Personal and Sensitive Information
The dataset should not contain personal or sensitive information.
Dataset Creation
Curation Rationale
To systematically dissect the unfolded protein response by analyzing the effects of targeted genetic perturbations at a single-cell level.
Source Data
Single-cell RNA sequencing data from a multiplexed CRISPR screening platform targeting genes involved in the unfolded protein response.
Who are the source data producers?
The data was produced by the authors of the study.
Data Collection and Processing
Original data was collected using a multiplexed CRISPR screening platform combined with single-cell RNA sequencing to profile transcriptional responses to genetic perturbations as detailed in [1]. We are using a processed version of the dataset from GEARS [2] v=0.0.2.
-
Data Processing: Cell observations in the dataset are log-normalized and filtered to the top 5000 highly variable genes. The test is divided into train/val/test splits. The dataset split procedure is detailed in the GEARS [2] Supplementary Material. The processed version of the dataset is distributed as follows:
- 44340 observations spanning 86 single-gene perturbations, split 57/7/22 across train/val/test
- 24263 control samples
-
Reproducibility:
from GEARS import PertData dataset_name = 'adamson' pert_data = PertData("data/") pert_data.load(data_name=dataset_name) pert_data.prepare_split(split=split, seed=1) pert_data.get_dataloader(batch_size=64, test_batch_size=64)
-
Reference: GEARS [2] Supplementary Material (Supplementary Note 3: Data preprocessing, Supplementary Note 10: Generating a data split for model evaluation),
Bias, Risks, and Limitations
- Potential Biases:
- The dataset may not represent all possible genetic interactions affecting the unfolded protein response.
- Risks:
- Misinterpretation of genetic interaction effects.
- Limitations:
- The data may not generalize to all cell types or organisms.
Caveats and Recommendations
- Users should consider the specific experimental conditions and cell types when interpreting the data.
- We are committed to advancing the responsible development and use of artificial intelligence.
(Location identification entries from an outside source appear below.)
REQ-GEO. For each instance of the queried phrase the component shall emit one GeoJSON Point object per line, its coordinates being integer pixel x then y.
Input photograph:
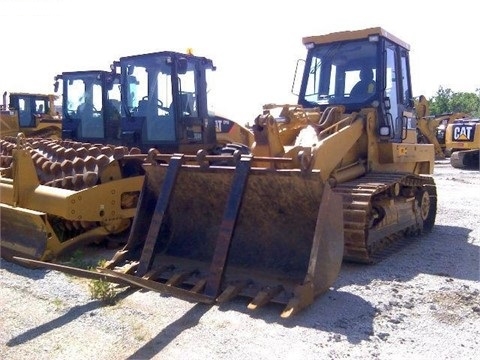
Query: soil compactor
{"type": "Point", "coordinates": [276, 226]}
{"type": "Point", "coordinates": [109, 114]}
{"type": "Point", "coordinates": [31, 114]}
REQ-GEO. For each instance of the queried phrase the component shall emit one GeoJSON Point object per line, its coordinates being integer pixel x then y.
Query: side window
{"type": "Point", "coordinates": [188, 100]}
{"type": "Point", "coordinates": [164, 93]}
{"type": "Point", "coordinates": [391, 89]}
{"type": "Point", "coordinates": [40, 106]}
{"type": "Point", "coordinates": [406, 93]}
{"type": "Point", "coordinates": [75, 95]}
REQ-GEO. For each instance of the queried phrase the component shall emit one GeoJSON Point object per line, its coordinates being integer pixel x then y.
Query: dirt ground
{"type": "Point", "coordinates": [421, 302]}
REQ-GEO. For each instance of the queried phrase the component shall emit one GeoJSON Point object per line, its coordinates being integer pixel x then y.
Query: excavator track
{"type": "Point", "coordinates": [381, 209]}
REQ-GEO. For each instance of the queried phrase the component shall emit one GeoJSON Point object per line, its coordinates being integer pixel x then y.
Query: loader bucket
{"type": "Point", "coordinates": [270, 235]}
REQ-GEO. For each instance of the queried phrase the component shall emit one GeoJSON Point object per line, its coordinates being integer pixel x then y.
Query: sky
{"type": "Point", "coordinates": [255, 44]}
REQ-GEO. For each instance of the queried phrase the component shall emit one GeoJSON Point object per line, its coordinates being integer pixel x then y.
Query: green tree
{"type": "Point", "coordinates": [448, 101]}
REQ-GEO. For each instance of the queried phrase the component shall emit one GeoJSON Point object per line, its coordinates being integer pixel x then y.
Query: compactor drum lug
{"type": "Point", "coordinates": [42, 221]}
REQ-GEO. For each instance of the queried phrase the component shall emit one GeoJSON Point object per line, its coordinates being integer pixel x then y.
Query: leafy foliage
{"type": "Point", "coordinates": [102, 290]}
{"type": "Point", "coordinates": [447, 101]}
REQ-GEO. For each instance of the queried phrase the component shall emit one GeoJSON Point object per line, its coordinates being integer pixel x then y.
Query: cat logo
{"type": "Point", "coordinates": [463, 132]}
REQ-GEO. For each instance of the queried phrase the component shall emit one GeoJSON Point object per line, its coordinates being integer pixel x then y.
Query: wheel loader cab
{"type": "Point", "coordinates": [165, 106]}
{"type": "Point", "coordinates": [334, 64]}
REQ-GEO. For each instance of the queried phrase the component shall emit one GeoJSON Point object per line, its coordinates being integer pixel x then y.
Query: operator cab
{"type": "Point", "coordinates": [90, 105]}
{"type": "Point", "coordinates": [164, 102]}
{"type": "Point", "coordinates": [360, 69]}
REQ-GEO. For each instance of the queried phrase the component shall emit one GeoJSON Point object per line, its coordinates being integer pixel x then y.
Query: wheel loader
{"type": "Point", "coordinates": [31, 114]}
{"type": "Point", "coordinates": [462, 140]}
{"type": "Point", "coordinates": [275, 225]}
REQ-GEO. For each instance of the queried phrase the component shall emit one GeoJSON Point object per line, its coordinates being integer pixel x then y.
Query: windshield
{"type": "Point", "coordinates": [82, 90]}
{"type": "Point", "coordinates": [148, 82]}
{"type": "Point", "coordinates": [342, 73]}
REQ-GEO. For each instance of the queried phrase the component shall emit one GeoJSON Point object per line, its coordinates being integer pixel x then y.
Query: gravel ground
{"type": "Point", "coordinates": [421, 302]}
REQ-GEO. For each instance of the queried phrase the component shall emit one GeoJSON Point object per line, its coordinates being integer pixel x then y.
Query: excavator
{"type": "Point", "coordinates": [339, 176]}
{"type": "Point", "coordinates": [431, 129]}
{"type": "Point", "coordinates": [29, 113]}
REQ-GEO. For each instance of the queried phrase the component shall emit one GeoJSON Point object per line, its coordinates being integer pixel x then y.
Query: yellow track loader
{"type": "Point", "coordinates": [275, 224]}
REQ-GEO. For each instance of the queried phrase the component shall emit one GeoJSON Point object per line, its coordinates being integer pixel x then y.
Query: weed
{"type": "Point", "coordinates": [102, 290]}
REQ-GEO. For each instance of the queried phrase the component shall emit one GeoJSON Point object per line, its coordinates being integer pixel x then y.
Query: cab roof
{"type": "Point", "coordinates": [353, 35]}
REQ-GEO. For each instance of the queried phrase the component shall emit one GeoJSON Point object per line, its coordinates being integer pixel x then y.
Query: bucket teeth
{"type": "Point", "coordinates": [199, 286]}
{"type": "Point", "coordinates": [231, 291]}
{"type": "Point", "coordinates": [179, 278]}
{"type": "Point", "coordinates": [154, 274]}
{"type": "Point", "coordinates": [265, 296]}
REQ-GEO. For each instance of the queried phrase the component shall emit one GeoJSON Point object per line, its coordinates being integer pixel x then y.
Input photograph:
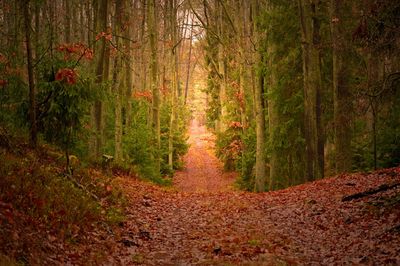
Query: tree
{"type": "Point", "coordinates": [260, 116]}
{"type": "Point", "coordinates": [100, 52]}
{"type": "Point", "coordinates": [310, 25]}
{"type": "Point", "coordinates": [153, 38]}
{"type": "Point", "coordinates": [342, 99]}
{"type": "Point", "coordinates": [31, 82]}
Please follow our Acceptable Use Policy link when using our services.
Glossary
- CRISPR Screening: A technique that uses CRISPR-Cas9 technology to introduce targeted genetic perturbations for studying gene function.
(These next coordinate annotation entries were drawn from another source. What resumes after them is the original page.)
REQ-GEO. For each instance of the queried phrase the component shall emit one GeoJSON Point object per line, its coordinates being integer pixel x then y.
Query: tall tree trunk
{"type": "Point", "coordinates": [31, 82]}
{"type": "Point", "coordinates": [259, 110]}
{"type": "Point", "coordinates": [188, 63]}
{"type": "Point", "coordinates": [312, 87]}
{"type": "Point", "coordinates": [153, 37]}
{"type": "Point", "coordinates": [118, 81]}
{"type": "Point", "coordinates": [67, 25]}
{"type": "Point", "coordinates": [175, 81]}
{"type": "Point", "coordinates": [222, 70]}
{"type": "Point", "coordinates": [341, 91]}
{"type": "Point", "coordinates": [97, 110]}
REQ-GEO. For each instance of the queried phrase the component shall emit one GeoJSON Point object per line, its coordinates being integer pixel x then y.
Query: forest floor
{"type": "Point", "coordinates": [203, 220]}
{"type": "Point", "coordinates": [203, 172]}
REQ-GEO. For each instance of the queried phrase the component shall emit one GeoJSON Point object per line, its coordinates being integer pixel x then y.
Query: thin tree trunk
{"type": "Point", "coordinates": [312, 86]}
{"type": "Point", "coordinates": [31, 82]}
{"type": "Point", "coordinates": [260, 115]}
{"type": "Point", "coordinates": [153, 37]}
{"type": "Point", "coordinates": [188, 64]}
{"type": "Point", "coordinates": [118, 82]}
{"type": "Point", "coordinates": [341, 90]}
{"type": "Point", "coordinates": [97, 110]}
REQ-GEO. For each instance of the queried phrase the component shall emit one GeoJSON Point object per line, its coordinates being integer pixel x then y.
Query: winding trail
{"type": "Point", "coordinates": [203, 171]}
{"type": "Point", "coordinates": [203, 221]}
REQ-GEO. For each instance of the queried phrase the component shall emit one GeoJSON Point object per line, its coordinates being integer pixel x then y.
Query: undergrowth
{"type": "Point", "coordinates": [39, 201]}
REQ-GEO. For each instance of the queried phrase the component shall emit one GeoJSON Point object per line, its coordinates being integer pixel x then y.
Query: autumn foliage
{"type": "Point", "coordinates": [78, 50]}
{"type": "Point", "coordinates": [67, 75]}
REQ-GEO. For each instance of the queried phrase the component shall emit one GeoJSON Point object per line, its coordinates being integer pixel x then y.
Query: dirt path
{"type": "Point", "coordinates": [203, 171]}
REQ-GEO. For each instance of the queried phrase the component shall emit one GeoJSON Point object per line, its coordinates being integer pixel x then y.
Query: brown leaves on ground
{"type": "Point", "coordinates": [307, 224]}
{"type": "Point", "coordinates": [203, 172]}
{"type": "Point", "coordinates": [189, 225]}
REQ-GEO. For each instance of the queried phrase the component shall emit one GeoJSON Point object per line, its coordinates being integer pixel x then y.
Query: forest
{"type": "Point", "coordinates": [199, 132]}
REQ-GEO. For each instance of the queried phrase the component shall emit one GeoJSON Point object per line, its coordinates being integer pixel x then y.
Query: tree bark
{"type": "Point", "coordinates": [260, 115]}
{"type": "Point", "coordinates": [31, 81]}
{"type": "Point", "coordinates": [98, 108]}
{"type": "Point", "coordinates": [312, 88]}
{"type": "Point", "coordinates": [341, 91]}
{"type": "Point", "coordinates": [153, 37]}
- Unfolded Protein Response (UPR): A cellular stress response related to the endoplasmic reticulum stress, aimed at restoring normal function by halting protein translation and activating signaling pathways.
- scRNA-seq: Single-cell RNA sequencing, a method to examine the gene expression of individual cells.
More Information
- For detailed methodologies and analyses, refer to the original publication: A Multiplexed Single-Cell CRISPR Screening Platform Enables Systematic Dissection of the Unfolded Protein Response.
Acknowledgements
The authors acknowledge the contributions of their respective institutions and funding bodies.
Entity Count
Note that the values below are for the processed version of the dataset:
- Cells: 68603 observations
- Genes: 5060 genes
References
- [1] Adamson, Britt, et al. "A multiplexed single-cell CRISPR screening platform enables systematic dissection of the unfolded protein response." Cell 167.7 (2016): 1867-1882.
- [2] Roohani, Yusuf, Kexin Huang, and Jure Leskovec. "Predicting transcriptional outcomes of novel multigene perturbations with GEARS." Nature Biotechnology 42.6 (2024): 927-935.